Charles Grant is director of the Centre for European Reform.


Charles Clarke said...

I enjoyed your recent piece on the new Commission, with which I completely agreed. However there's one additional argument that I think is worth including, which is this. The idea that a vote for the SPD or PASOK is a vote for Martin Schultz as President of the Commission, or the same for Junker with comparable parties is quite simply nonsense. There was no process whatsoever by which voters across the EU were able to make a choice based on those individuals and so the idea that they, as Commission President candidates, have democratic credibility, and so strengthen the EU, is simply wrong.

Robert Cooper said...

I agreed with everything you wrote.

But maybe I can add a couple of things:

First, were the spitzencandidat system to function as the EP intends, it would make the Commission entirely the creature of EP. This is neither desirable nor what is intended by the Treaty.

Second, I have three further tasks for the President.

i) Enable the EEAS to come closer to its potential by operating as though the Commission and the EEAS were a single organisation serving common European interests. In particular it needs to be recognised that aid often needs to be used so as to achieve political goals - see Ukraine or Myanmar, The CER's ideas on this are sensible.

ii) Shake up the bureaucracy - which in some areas is over staffed, old fashioned, lacks clarity of responsibility.

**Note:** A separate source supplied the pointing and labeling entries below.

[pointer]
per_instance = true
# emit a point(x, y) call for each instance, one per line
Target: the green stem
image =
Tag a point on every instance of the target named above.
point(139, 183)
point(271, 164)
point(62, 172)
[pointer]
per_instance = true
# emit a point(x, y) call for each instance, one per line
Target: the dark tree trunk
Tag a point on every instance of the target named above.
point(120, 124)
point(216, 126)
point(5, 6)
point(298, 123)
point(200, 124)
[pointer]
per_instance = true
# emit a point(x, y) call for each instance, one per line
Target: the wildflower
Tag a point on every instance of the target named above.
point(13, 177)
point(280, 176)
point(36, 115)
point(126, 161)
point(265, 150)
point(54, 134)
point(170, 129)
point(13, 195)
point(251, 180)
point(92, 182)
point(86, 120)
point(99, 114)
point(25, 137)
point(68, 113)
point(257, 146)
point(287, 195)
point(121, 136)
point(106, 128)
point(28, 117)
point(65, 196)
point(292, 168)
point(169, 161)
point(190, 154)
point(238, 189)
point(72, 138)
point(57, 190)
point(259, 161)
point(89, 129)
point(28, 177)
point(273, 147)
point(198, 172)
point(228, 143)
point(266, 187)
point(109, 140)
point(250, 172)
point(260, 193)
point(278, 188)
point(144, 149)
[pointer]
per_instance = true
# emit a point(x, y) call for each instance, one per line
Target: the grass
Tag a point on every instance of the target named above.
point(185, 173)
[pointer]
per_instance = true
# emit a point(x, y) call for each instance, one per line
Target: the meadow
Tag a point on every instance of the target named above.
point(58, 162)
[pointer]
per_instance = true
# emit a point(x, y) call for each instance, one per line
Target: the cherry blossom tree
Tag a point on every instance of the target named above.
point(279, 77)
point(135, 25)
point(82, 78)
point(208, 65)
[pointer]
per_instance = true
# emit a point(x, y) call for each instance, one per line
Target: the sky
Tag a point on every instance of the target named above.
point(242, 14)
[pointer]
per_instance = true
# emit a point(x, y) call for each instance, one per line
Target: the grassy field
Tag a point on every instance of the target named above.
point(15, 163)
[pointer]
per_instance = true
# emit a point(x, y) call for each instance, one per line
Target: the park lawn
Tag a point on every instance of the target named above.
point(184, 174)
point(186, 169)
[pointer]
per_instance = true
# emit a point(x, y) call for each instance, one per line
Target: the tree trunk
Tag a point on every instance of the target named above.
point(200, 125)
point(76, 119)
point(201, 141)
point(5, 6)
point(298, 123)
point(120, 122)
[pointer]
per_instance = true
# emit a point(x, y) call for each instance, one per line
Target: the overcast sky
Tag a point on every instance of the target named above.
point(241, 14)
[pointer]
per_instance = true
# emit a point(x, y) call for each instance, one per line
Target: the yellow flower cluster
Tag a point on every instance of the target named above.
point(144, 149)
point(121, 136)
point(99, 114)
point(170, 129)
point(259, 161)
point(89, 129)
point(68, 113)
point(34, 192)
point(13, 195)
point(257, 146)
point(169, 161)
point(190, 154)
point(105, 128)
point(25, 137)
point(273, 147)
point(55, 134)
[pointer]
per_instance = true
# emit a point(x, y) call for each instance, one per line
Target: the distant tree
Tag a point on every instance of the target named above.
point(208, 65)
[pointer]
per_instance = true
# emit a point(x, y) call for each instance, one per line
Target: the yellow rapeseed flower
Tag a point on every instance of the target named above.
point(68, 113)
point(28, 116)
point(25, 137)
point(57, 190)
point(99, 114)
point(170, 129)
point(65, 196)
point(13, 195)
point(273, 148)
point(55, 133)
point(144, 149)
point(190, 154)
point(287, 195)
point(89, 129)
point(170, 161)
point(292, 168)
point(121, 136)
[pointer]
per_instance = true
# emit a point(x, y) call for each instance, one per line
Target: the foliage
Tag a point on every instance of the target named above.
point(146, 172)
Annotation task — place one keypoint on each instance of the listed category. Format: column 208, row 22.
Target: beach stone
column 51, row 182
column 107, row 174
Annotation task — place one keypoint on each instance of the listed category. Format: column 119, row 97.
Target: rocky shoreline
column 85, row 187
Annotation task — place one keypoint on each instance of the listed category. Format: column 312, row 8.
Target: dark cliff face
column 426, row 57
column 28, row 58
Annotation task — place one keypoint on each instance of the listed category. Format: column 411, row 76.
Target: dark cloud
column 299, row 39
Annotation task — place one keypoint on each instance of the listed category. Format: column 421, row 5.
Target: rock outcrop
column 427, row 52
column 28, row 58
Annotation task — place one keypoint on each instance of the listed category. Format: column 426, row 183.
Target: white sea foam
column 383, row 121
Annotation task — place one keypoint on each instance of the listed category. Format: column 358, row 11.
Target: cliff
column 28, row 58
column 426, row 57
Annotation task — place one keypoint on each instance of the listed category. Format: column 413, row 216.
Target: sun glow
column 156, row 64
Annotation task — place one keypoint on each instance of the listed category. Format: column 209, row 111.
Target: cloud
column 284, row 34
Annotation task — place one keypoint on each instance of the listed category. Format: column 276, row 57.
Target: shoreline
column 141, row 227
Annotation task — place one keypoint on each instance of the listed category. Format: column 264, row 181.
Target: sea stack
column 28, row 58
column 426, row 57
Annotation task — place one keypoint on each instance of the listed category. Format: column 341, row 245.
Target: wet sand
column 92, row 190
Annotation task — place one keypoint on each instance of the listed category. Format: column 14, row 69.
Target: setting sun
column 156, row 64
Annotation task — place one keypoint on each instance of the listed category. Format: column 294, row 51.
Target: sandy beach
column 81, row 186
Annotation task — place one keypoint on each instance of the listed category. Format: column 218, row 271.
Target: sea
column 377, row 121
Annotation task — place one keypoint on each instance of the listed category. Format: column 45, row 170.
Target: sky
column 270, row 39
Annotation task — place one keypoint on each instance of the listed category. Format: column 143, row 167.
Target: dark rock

The Commission has a lot of executive responsibility - namely it is responsible for a large budget. Spending decisions are sometimes taken with a view to fulfilling formal requirements rather than getting results.

iii) With 28 MS there is a real need for leadership, vision etc - a point you make in different language. Why does it always have to be a politician? Some business people have the right qualities. (Jean Monnet was never elected to anything).

For the first two of these it would be good if the Commission President (and the High Representative) was given an explicit mandate by the Heads of Government.